Pero hasta aquí con esta breve y somera mirada a la infraestructura. Aunque en 1973 tenía una ayudantía en el Centro de Estudios Socioeconómicos (CESO) de la Facultad de Economía Política, Sede Norte de la Universidad de Chile, mi formación es en la filosofía y en tal calidad, una de mis preocupaciones en ese tiempo era el aspecto superestructural, o más específicamente, las áreas de la cultura y cómo ellas iban siendo incorporadas en el proceso político de la UP.
En esos años “pre-Internet” la lucha ideológica en la información se daba a través de los medios de comunicación que hoy llamamos convencionales: diarios y revistas, radio y televisión. Aunque el peso económico de las clases dominantes se hacía notar en que la mayoría de esos medios eran, en mayor o menor medida, opositores al gobierno de la UP, lo cierto es que en ese terreno la Izquierda no estaba tan mal. En los hechos los sectores progresistas tenían un acceso a esos medios convencionales muchas veces superior al que hoy tienen, que es minúsculo y en el caso de los diarios en papel, cero. En materia de medios impresos, se contaba con Clarín, entonces la mayor circulación en Chile, El Siglo, diario del Partido Comunista, Puro Chile, también del PC, en un estilo popular imitando a Clarín, y el vespertino socialista Noticias de Última Hora, que entonces vendía más que La Segunda de la cadena mercurial. La Nación, como diario de gobierno también en ese período era un vocero izquierdista. Por el lado opositor estaban naturalmente los diarios de la cadena de El Mercurio, también el diario La Tercera, tabloide con pretensiones de seriedad que algunos llamaban “El Mercurio de los rotos”, La Prensa, entonces diario demócrata cristiano y Tribuna, que reproducía los mensajes de la derecha agrupada en el Partido Nacional con un estilo populachero y vulgar.
También presente, aunque se trataba de un medio más costoso, la Izquierda llegó a contar también con algunas radios: el PS tenía Radio Corporación, de presencia nacional, el PC Radio Magallanes que tuvo el mérito de ser la última en ser silenciada el día del golpe y que pudo transmitir el postrer discurso de Allende. Incluso el MIR contó con su radioemisora, Radio Nacional, que como señal distintiva de transmisión usaba los primeros acordes de La Internacional. La Radio Luis Emilio Recabarren de la CUT se contaba naturalmente entre las que apoyaban a la UP. Otras como Radio Portales, la Radio de la Universidad Técnica del Estado, y algunas emisoras regionales, completaban un horizonte radiofónico que no era tan desfavorable a la Izquierda.

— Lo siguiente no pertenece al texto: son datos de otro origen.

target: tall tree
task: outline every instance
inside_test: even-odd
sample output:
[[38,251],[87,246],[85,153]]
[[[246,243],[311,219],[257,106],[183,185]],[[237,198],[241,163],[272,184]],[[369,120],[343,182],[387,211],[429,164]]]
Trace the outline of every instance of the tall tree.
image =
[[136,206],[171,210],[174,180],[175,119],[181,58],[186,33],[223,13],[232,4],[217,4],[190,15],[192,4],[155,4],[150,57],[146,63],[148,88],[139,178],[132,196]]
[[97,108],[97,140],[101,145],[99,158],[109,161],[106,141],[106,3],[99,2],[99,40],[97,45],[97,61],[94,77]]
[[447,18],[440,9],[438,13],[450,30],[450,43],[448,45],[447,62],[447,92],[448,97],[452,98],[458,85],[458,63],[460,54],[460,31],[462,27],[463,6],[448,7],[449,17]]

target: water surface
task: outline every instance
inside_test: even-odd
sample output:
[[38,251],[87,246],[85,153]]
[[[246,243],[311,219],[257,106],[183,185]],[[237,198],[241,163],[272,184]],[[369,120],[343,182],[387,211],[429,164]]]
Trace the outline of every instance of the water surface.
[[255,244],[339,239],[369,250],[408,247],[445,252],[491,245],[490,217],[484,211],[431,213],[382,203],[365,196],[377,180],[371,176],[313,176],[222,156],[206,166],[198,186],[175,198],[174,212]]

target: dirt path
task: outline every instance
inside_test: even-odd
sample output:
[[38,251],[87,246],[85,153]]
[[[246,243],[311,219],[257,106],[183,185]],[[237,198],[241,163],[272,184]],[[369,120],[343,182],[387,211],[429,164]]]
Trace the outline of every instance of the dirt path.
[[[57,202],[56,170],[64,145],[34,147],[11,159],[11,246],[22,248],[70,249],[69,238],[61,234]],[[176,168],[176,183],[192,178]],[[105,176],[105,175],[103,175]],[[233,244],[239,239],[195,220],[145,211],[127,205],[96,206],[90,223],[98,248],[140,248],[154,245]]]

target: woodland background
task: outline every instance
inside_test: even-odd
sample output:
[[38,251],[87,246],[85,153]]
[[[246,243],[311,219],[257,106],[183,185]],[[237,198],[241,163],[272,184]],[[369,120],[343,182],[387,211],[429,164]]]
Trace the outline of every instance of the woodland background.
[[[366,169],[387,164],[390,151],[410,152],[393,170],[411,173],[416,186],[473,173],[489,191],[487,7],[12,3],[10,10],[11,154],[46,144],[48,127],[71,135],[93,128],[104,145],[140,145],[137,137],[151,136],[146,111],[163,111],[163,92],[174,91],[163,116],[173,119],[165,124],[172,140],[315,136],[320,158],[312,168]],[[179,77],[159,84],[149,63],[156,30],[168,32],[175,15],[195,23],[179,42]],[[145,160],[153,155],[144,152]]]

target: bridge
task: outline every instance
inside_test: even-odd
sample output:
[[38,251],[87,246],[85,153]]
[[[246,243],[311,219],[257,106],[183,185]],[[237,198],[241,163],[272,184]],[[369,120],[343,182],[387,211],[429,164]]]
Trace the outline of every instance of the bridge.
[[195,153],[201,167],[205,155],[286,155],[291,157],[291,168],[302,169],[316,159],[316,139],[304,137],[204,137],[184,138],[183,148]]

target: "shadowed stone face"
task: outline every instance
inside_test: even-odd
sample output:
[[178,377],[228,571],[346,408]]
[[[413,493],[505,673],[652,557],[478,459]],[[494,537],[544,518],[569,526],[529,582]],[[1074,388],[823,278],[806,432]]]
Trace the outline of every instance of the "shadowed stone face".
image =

Distinto era el panorama en la televisión, un medio que en Chile sólo había llegado a comienzos de la década de los 60 (más tarde que en otros países de la región). En ese tiempo sólo las universidades y el canal nacional (creado en el gobierno de Frei Montalva) tenían licencia para transmitir. En lo que era costumbre en ese tiempo (igual que ocurría con el diario La Nación), los medios estatales no se definían como “políticamente neutrales” sino que se transformaban en reflejos de la opinión del gobierno de turno. En este caso, eso favoreció a la UP naturalmente. El entonces Canal 9 de la Universidad de Chile tenía también una orientación izquierdista, pero eso cambiaría cuando el nuevo rector de esa casa de estudios, Edgardo Boeninger, con el apoyo de la mayoría del consejo universitario designó un nuevo director del canal, lo que creó un conflicto y la toma del canal por sus empleados. Situación que a la postre los tribunales saldaron en favor del rector. El Canal 13, entonces de la Universidad Católica, sí se convirtió en un feroz enemigo del gobierno y en su campaña por expandirse a todo el país, su entonces director, el siniestro cura Raúl Hasbún, incluso habría recurrido nada menos que a Michael Townley para deshacerse del guardia encargado de evitar la retransmisión de sus emisiones en Concepción.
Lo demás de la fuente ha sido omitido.